The Right to Deunionize
Your right to quit the union -- or try to force it out altogether.
There are two basic ways to deunionize.
One way is to conduct a campaign among the members of your bargaining unit to get them to petition the NLRB to conduct a decertification election. You generally have to show the NLRB that at least 30% of the bargaining unit wants to get rid of the union before the NLRB will hold an election. If you are able to bring about an election, you will probably also have to campaign hard against the union for the votes of other members of the bargaining unit.
Another way to deunionize is simply to resign your individual membership. The courts have ruled that informing your employer that you want check-off deductions for union dues and fees stopped is not sufficient to quit a union; you must advise the union in writing of your decision to quit.
In right-to-work states, such a resignation leaves you free and clear of the union altogether—no membership, no dues, no fees. In other states, you may be required to continue paying fees and dues to your bargaining unit’s union if the contract there includes a union security agreement. See Right to Work, Union Shops, and Union Dues for more information.

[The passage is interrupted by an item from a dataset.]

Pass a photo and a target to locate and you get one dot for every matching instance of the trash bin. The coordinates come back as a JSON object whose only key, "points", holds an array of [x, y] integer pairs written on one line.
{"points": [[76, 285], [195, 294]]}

The NLRA also prohibits unions from interfering with your right to reject or change union membership. Unions may not:
- restrain or coerce employees from exercising their rights under the NLRA; this includes the violence and threats of violence that some unions use against people who reject union membership
- cause or encourage an employer to discriminate against an employee or group of employees because of their deunionization activities
- interfere in any way with an employee’s right to freely express opinions on union membership
- fail or refuse to bargain in good faith with an employer on behalf of a bargaining unit that has designated the union as its bargaining agent, even if the union and the bargaining unit are at odds, or
- prevent you from going to work by using such tactics as mass picketing.